Norwich City sit a further two points ahead at the summit, prompting some to bill the Yorkshire derby clash as pivotal in deciding which of the two combatants can go up without need for the play-offs.
But Wilder today told The Yorkshire Post: “It isn’t season-defining. That would be a lack of respect for the teams we still have to play.
“It (winning) would give us a boost and allow us to claw back the deficit. But Leeds will be looking to strengthen their hold.”
Leeds won the meeting between these two old White Rose foes at Bramall Lane in December, Pablo Hernandez capitalising on a blunder by goalkeeper Dean Henderson.
There was little between the two teams on the day and a goalless draw would probably have been a fair result.
Nevertheless, Wilder is full of praise for not only Leeds but also Bielsa ahead of the return this weekend.

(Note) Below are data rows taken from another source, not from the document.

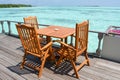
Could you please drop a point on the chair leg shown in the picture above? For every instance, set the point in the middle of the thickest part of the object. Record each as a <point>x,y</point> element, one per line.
<point>75,69</point>
<point>86,57</point>
<point>23,61</point>
<point>42,65</point>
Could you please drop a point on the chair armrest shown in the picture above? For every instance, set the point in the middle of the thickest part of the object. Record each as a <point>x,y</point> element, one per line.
<point>64,44</point>
<point>46,46</point>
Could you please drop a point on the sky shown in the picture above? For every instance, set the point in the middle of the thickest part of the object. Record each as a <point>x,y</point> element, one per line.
<point>109,3</point>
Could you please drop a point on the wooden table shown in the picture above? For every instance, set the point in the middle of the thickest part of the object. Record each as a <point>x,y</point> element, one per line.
<point>56,32</point>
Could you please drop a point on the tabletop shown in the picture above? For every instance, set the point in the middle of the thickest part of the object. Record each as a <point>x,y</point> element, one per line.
<point>56,31</point>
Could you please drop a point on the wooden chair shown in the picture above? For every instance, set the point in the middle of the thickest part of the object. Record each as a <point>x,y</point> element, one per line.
<point>32,46</point>
<point>70,53</point>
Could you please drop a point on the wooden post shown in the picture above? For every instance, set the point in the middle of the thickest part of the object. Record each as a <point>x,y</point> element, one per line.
<point>2,26</point>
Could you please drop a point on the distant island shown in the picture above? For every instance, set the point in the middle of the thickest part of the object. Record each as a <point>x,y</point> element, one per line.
<point>13,5</point>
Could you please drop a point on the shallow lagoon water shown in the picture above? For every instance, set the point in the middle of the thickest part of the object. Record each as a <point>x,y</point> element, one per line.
<point>100,18</point>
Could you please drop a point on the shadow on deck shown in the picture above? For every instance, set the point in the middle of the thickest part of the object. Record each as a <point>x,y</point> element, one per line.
<point>11,54</point>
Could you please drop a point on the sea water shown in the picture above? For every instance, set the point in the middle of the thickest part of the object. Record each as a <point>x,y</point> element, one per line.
<point>100,18</point>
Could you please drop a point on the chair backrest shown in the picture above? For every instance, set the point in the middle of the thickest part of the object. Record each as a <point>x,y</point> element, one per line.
<point>81,38</point>
<point>29,38</point>
<point>32,21</point>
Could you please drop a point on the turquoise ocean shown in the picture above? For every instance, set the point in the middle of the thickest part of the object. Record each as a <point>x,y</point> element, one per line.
<point>100,18</point>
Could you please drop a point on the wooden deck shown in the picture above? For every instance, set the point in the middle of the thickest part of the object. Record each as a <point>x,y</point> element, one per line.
<point>11,56</point>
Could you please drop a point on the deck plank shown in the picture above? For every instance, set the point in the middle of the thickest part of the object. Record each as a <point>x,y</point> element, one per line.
<point>11,56</point>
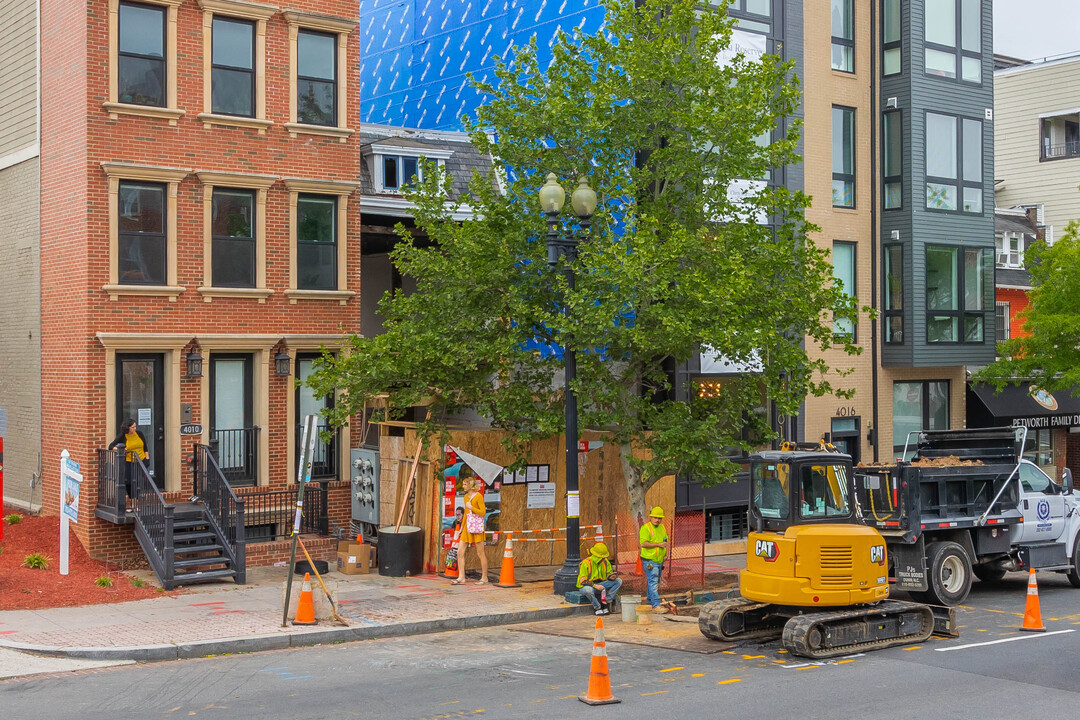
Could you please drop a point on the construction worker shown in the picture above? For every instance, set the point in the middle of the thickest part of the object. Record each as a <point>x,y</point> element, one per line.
<point>597,581</point>
<point>653,541</point>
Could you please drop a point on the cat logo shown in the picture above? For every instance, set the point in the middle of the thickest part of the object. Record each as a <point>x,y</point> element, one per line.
<point>767,549</point>
<point>877,554</point>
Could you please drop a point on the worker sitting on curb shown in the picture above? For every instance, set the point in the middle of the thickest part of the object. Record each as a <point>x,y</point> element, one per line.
<point>652,539</point>
<point>597,581</point>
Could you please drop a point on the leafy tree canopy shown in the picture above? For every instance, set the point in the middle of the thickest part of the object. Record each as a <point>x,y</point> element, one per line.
<point>683,253</point>
<point>1050,354</point>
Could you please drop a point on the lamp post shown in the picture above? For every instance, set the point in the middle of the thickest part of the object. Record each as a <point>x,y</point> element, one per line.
<point>583,201</point>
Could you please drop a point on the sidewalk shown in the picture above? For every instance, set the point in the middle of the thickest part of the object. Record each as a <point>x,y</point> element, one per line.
<point>221,617</point>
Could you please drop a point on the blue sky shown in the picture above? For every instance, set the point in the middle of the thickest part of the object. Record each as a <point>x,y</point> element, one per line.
<point>1033,29</point>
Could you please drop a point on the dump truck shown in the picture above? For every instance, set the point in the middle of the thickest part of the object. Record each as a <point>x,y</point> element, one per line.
<point>967,503</point>
<point>817,574</point>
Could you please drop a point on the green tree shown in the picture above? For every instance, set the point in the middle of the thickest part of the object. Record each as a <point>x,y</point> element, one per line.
<point>1050,353</point>
<point>675,259</point>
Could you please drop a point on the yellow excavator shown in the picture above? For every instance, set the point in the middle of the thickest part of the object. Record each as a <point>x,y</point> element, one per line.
<point>815,574</point>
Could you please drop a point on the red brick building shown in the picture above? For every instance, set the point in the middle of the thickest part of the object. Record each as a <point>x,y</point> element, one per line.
<point>199,161</point>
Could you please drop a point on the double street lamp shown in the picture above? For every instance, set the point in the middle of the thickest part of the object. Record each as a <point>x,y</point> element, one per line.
<point>583,201</point>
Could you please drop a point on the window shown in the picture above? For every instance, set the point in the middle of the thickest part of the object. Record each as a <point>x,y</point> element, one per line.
<point>954,163</point>
<point>893,291</point>
<point>143,230</point>
<point>232,63</point>
<point>1040,450</point>
<point>399,171</point>
<point>1001,321</point>
<point>956,294</point>
<point>842,14</point>
<point>954,34</point>
<point>142,247</point>
<point>140,68</point>
<point>1010,249</point>
<point>844,157</point>
<point>1060,136</point>
<point>315,243</point>
<point>917,406</point>
<point>143,59</point>
<point>844,275</point>
<point>892,160</point>
<point>233,239</point>
<point>318,87</point>
<point>315,79</point>
<point>891,63</point>
<point>319,253</point>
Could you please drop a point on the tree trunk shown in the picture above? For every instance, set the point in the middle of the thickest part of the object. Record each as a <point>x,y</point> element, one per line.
<point>635,484</point>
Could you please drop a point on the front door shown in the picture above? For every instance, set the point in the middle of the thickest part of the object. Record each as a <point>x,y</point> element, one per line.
<point>230,417</point>
<point>140,395</point>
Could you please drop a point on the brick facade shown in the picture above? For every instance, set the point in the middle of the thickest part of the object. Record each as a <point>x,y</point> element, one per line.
<point>86,322</point>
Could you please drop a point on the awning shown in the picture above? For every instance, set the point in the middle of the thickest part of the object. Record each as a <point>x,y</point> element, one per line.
<point>1021,405</point>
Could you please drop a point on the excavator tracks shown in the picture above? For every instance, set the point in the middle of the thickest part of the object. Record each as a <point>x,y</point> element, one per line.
<point>820,633</point>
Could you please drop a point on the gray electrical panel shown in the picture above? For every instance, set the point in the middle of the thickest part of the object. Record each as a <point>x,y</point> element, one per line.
<point>364,472</point>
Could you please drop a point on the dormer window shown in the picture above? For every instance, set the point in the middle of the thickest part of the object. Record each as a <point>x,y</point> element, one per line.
<point>400,172</point>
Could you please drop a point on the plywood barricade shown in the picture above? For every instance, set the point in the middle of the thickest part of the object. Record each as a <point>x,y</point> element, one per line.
<point>602,487</point>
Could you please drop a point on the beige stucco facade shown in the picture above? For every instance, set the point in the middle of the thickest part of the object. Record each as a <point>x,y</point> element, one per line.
<point>1023,96</point>
<point>19,254</point>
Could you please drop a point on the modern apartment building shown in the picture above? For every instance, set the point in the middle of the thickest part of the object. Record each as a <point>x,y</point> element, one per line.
<point>1037,139</point>
<point>199,240</point>
<point>898,154</point>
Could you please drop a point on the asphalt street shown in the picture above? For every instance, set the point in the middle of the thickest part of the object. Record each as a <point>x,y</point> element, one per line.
<point>991,670</point>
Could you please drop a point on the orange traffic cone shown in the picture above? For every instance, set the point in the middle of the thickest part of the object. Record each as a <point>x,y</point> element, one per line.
<point>599,681</point>
<point>507,573</point>
<point>306,608</point>
<point>1033,616</point>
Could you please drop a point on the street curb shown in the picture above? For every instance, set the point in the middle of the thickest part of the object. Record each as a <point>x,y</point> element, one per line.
<point>156,653</point>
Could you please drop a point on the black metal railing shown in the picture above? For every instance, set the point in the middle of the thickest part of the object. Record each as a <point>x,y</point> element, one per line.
<point>223,506</point>
<point>111,496</point>
<point>238,454</point>
<point>153,520</point>
<point>1070,149</point>
<point>277,511</point>
<point>324,462</point>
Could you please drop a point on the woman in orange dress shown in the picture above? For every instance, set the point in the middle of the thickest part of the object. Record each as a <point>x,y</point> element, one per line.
<point>474,506</point>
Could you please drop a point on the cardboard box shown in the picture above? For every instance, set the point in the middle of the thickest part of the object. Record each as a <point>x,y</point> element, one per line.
<point>353,565</point>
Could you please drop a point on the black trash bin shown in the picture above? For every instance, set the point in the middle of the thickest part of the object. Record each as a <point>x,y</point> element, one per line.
<point>401,551</point>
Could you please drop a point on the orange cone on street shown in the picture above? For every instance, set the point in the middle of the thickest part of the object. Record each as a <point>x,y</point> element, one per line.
<point>1033,616</point>
<point>599,681</point>
<point>306,607</point>
<point>507,573</point>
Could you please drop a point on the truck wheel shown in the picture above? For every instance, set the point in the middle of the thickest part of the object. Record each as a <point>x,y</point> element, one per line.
<point>988,573</point>
<point>1074,573</point>
<point>949,579</point>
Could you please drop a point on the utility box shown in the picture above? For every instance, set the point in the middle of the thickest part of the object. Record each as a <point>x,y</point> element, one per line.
<point>364,473</point>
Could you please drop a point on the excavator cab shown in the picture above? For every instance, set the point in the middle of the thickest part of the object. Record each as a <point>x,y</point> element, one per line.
<point>809,547</point>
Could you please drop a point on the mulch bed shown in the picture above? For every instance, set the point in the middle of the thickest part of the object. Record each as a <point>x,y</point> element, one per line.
<point>23,588</point>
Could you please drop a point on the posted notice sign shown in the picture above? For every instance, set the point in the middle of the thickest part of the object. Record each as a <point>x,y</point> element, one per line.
<point>541,496</point>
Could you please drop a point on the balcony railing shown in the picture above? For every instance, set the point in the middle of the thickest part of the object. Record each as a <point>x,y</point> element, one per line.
<point>1061,150</point>
<point>238,454</point>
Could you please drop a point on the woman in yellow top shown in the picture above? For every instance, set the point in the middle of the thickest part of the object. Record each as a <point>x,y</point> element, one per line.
<point>474,507</point>
<point>134,442</point>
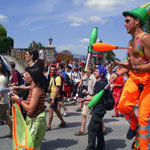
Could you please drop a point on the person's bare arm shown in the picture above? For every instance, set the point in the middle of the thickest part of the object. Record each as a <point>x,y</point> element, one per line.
<point>36,93</point>
<point>145,44</point>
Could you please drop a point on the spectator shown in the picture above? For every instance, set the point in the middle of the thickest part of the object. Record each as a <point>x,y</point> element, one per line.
<point>55,84</point>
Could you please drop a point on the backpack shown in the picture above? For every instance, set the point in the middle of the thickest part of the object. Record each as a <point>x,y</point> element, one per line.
<point>20,77</point>
<point>68,81</point>
<point>62,83</point>
<point>109,101</point>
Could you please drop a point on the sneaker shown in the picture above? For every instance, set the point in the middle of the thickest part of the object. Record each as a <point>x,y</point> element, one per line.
<point>65,114</point>
<point>1,123</point>
<point>131,133</point>
<point>62,125</point>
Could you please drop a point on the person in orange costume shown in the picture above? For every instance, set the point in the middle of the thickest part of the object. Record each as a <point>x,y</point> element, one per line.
<point>117,88</point>
<point>138,66</point>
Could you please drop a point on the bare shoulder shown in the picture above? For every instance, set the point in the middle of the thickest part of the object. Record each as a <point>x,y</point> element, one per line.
<point>37,90</point>
<point>145,39</point>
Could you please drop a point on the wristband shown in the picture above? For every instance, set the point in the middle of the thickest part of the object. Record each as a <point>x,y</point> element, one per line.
<point>116,75</point>
<point>135,68</point>
<point>19,100</point>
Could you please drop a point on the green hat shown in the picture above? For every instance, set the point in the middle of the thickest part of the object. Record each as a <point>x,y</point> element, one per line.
<point>140,12</point>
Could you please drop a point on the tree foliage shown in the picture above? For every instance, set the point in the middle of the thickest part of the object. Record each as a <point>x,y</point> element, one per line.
<point>6,43</point>
<point>3,32</point>
<point>36,45</point>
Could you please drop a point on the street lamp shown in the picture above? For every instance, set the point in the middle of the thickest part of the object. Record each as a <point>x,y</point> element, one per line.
<point>50,41</point>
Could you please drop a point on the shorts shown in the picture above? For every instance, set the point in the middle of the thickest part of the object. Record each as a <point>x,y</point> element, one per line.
<point>86,111</point>
<point>55,102</point>
<point>3,112</point>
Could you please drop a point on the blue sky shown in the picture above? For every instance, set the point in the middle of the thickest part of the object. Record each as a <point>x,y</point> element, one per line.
<point>68,22</point>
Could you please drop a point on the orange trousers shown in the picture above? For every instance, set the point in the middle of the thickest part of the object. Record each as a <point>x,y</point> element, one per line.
<point>131,96</point>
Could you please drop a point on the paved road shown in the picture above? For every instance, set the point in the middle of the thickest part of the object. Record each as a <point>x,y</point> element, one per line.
<point>64,139</point>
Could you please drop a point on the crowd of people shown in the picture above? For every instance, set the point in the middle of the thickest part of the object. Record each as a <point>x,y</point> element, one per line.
<point>65,82</point>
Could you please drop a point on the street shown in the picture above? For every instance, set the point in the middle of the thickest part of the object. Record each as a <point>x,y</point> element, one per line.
<point>64,139</point>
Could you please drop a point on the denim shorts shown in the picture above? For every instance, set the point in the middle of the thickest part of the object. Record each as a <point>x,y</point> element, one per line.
<point>55,102</point>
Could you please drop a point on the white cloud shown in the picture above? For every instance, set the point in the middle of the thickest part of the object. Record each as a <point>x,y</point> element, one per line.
<point>85,40</point>
<point>37,28</point>
<point>97,19</point>
<point>75,24</point>
<point>77,21</point>
<point>3,18</point>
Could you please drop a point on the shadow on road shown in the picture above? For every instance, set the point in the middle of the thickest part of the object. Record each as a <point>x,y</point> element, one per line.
<point>115,144</point>
<point>73,114</point>
<point>108,130</point>
<point>73,124</point>
<point>106,120</point>
<point>58,143</point>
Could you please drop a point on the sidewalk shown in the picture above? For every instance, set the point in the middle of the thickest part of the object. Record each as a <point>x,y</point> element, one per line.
<point>19,66</point>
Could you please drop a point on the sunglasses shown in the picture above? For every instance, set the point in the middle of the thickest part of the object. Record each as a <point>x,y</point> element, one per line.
<point>127,20</point>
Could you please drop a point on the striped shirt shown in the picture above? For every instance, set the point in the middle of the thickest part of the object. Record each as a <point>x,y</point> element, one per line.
<point>40,105</point>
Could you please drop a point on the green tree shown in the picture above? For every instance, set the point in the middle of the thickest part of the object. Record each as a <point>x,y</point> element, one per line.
<point>6,43</point>
<point>147,25</point>
<point>36,45</point>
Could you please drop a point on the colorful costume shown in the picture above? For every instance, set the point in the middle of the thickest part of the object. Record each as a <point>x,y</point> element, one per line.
<point>117,91</point>
<point>131,95</point>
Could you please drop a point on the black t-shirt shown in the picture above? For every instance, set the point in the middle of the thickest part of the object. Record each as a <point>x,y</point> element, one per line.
<point>100,107</point>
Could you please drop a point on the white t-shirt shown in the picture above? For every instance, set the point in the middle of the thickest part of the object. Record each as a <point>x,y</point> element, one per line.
<point>42,54</point>
<point>3,84</point>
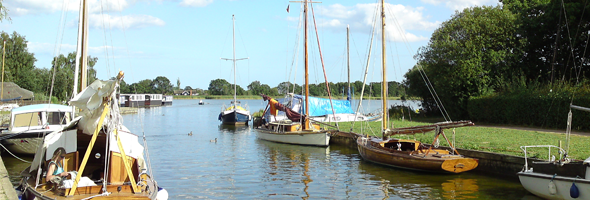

“We are up against arguably the best team in the division for the past eight months,” added the Blades chief. “Whether that can continue for another month is to be seen.
“If you look at his CV, it is not too shabby. He has worked at national level and for some of the most powerful clubs in Europe and abroad.
“Bielsa has sprinkled his magic dust on that club through being an outstanding manager.
“Leeds have gone all out financially to get him to turn their club around. A club that is historically a huge club with a fabulous tradition.
“Possibly one that should not be in the Championship. But they are. That shows how tough English football is at times, when you find the likes of Leeds United in the Championship, plus Sheffield United and Portsmouth in League One at one time.”
Saturday’s clash has evoked memories of the 1990 meeting between the two Uniteds on Easter Monday that was won 4-0 by Leeds.
Wilder was part of Dave Bassett’s squad on a day that seemed to inflict fatal damage to the Blades’ hopes of being promoted to the top flight.
Come the end of the season, however, both Yorkshire clubs went up, as Newcastle United finished third.
“There are shades of 1990 about this game,” admitted Wilder. “I spoke to ‘Harry’ (Bassett) last night. He reminded me we got thumped 4-0 but, ultimately, got the right outcome in terms of getting out of the division.”
Asked about the rivalry between Leeds and not only the Blades but also Steel City neighbours Wednesday, Wilder added: “It goes back a long way. When teams are doing well, there is quite a lot of jealousy involved.
“That is going back to the 60s and 70s. They weren’t just Kings of Yorkshire but top dogs in the country. And into Europe as well.
“There is a rivalry between the two biggest cities in the county.”